The secret to love and friendships

that you’ve been practicing your whole life and probs didn’t realize

The secret to love and friendships
i was exhausted but I swear i was happyyyy

As soon as I hit publish on my last post, it clicked that I was having such a good fucking time doing it.

There was an undeniable sense of joy and flow that filled me up while compiling all those links and photos and videos to share with you.

It seems all the little daily explorations in my brain, phone, and computer screen feel more meaningful when I can package them up and deliver them to you on your device.

It’s one of the few childhood joys I forgot about.

  • Like when you can’t wait to show your mom the pillow fort you made.
  • Or when you can’t wait to show your classmates the new sneakers you got.

But since we’re adults now, we’ve convinced ourselves we should be more modest and not be show-offs.

I say fuck that.

I have ALWAYS been curious about what everyone is doing / using / watching / saying / buying / etc.

So why wouldn’t there be people out there who want to know all that stuff too??

And it doesn’t have to be anything big and fancy and insta-grammy either.

Even the most basic and boring shit has value in different ways.

Like, sure…. Of course I love sharing higher value items that solve huge problems, like books and software apps and things.

However, I’m finding that it’s honestly just as fun to nerd out on small cheap household shit that everybody needs, too.

I mean last post I told you about socks and underwear.

And a couple weeks I told you about toothpaste and dental floss.

AND I AM TRULY HAVING FUN DOING IT

And I find that surprising.

So of course my brain then wanted to explore that a bit.

I took a day to think about it.

And the best explanation I got for it at the moment is that it might be our third thing…


INTERNET DUMPS AS THIRD THINGS

There’s this concept that is mostly attributed to romantic love, but i think it works with any relationship — even this one between you and me as a reader and writer.

The theory is that bonding occurs via a third object outside of the two humans.

I am sharing a part of myself with you via my explanation of how I use, see, and find certain items.

And you, by commenting or clicking or subscribing, are letting me know about your tastes and preferences in return.

It’s most famously referenced from this essay by the poet Donald Hall as he discusses the years with his wife before she died:

“What we did: love.

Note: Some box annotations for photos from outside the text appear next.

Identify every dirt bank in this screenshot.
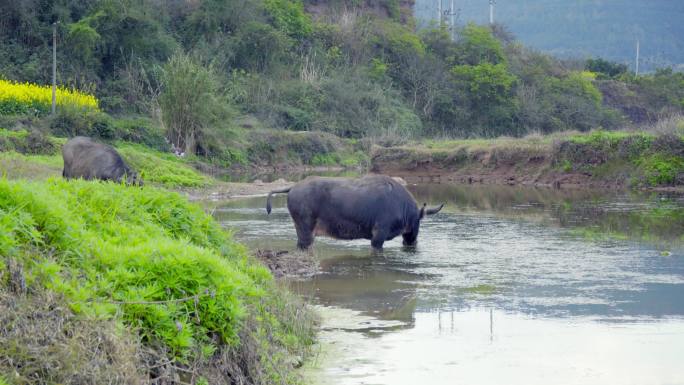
[254,249,319,279]
[180,178,294,201]
[371,132,684,189]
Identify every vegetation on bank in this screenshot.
[0,0,684,164]
[0,179,313,384]
[0,79,98,115]
[371,119,684,187]
[0,128,208,188]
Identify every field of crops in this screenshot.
[0,79,98,115]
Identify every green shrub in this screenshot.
[264,0,313,38]
[639,154,684,186]
[116,143,211,188]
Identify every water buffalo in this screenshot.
[266,175,444,249]
[62,136,142,185]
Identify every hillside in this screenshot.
[0,0,684,162]
[415,0,684,71]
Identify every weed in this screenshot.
[639,154,684,186]
[0,179,313,382]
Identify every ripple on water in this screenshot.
[207,186,684,385]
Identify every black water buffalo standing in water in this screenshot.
[266,175,444,249]
[62,136,142,186]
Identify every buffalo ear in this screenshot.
[425,203,444,215]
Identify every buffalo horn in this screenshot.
[423,203,444,215]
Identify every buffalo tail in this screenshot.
[266,187,292,214]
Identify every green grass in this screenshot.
[0,129,213,188]
[637,154,684,186]
[0,179,312,381]
[116,143,212,188]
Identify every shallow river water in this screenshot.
[214,185,684,385]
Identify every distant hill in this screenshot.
[414,0,684,71]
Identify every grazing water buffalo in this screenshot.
[62,136,142,186]
[266,175,444,249]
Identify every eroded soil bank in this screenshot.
[371,131,684,189]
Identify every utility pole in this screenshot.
[634,39,639,77]
[52,21,59,116]
[449,0,455,31]
[437,0,443,28]
[489,0,496,25]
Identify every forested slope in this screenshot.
[0,0,684,163]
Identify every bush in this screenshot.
[264,0,313,38]
[159,53,223,155]
[116,143,211,188]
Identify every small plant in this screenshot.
[641,154,684,186]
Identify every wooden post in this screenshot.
[52,22,57,116]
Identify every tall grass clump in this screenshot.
[0,179,312,383]
[0,79,99,115]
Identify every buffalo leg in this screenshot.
[371,228,387,250]
[295,216,314,250]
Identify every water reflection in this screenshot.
[208,185,684,384]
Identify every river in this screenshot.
[208,185,684,385]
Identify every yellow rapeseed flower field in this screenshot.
[0,79,98,115]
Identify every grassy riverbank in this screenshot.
[0,179,313,384]
[371,126,684,188]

We did not spend our days gazing into each other’s eyes. We did that gazing when we made love or when one of us was in trouble, but most of the time our gazes met and entwined as they looked at a third thing. Third things are essential to marriages, objects or practices or habits or arts or institutions or games or human beings that provide a site of joint rapture or contentment. Each member of a couple is separate; the two come together in double attention. Lovemaking is not a third thing but two-in-one. John Keats can be a third thing, or the Boston Symphony Orchestra, or Dutch interiors, or Monopoly. For many couples, children are a third thing. Jane and I had no children of our own; we had our cats and dog to fuss and exclaim over—and later my five grandchildren from an earlier marriage. We had our summer afternoons at the pond, which for ten years made a third thing.”

lmaooo…. it sounds so fancy and cheesy when he says it…but i get it and i feel it

You’ve probably felt it your whole life too.

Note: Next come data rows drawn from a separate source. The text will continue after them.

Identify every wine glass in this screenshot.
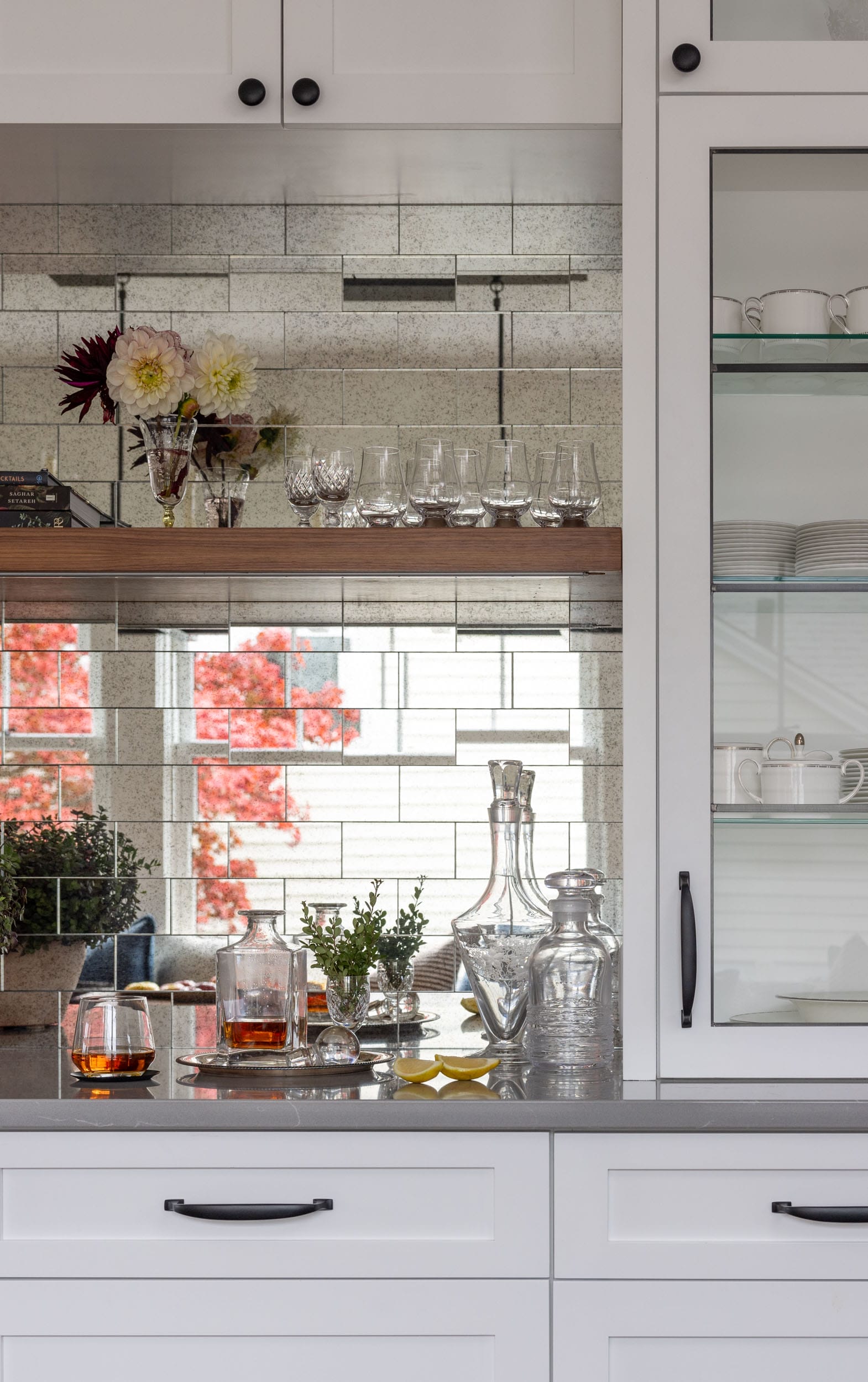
[312,448,355,528]
[447,447,485,528]
[284,451,320,528]
[72,994,156,1080]
[406,437,462,528]
[531,451,564,528]
[355,447,406,528]
[481,441,534,528]
[549,441,603,528]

You and your elementary school buddies bonded over the same superheroes or cartoon characters.

In middle and high school it was the people you did sports or hobbies with.

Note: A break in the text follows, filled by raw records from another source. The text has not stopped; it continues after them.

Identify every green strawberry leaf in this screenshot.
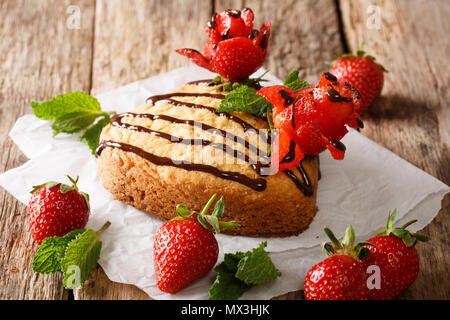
[211,197,225,218]
[32,229,84,273]
[217,85,273,117]
[283,69,311,93]
[61,222,111,289]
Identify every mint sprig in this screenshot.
[32,221,111,289]
[217,85,273,117]
[32,229,85,273]
[209,241,281,300]
[31,92,111,155]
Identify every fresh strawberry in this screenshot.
[257,72,363,169]
[363,210,428,300]
[330,49,386,114]
[304,226,369,300]
[175,8,271,82]
[153,195,239,293]
[28,176,90,244]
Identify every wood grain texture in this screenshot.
[340,0,450,299]
[92,0,212,94]
[0,0,94,299]
[0,0,450,299]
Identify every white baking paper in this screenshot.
[0,66,450,299]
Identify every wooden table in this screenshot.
[0,0,450,299]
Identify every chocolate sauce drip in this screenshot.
[147,92,270,144]
[208,12,217,29]
[324,72,337,82]
[280,90,295,107]
[111,113,270,175]
[330,139,347,152]
[96,140,267,191]
[280,140,295,164]
[327,89,353,102]
[147,92,225,104]
[283,160,314,197]
[222,29,233,40]
[96,91,314,197]
[111,112,269,158]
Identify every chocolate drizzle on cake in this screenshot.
[96,89,314,197]
[284,160,314,197]
[96,140,267,191]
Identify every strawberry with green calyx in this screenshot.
[362,209,428,300]
[28,176,90,244]
[304,226,370,300]
[153,194,239,293]
[330,46,387,114]
[175,8,272,82]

You didn’t just stare at each other across the lunch table.

You talked about external experiences and how you felt about them.

As a young woman in my early twenties, my girlfriends and I shared clothes and makeup and jewelry while getting ready to go out.

The last few years in gymnastics, my friends and I interact over skill corrections, the Olympic team, and leotard designs.

A couple or group is interesting together because of what it does apart.

When separate, you’re gathering things / ideas / experiences to then share when reunited.

You need some common object to bounce your unique perspectives off of which creates a deeper knowing between the two of you.

And when I think of my link dumps this way, it feels way less lame.

I’m just kinda doing my part in my relationship with the internet I guess lol

The ol’ world wide web gives my brain so much great shit to explore every day, so I’m simply here trying to share it back with you.

It prob feels so good because it’s a pay-it-forward situation and that’s what’s filling my cup.

And of course, when I look at my Substack stats and see that you’re here reading it, that’s super nice too.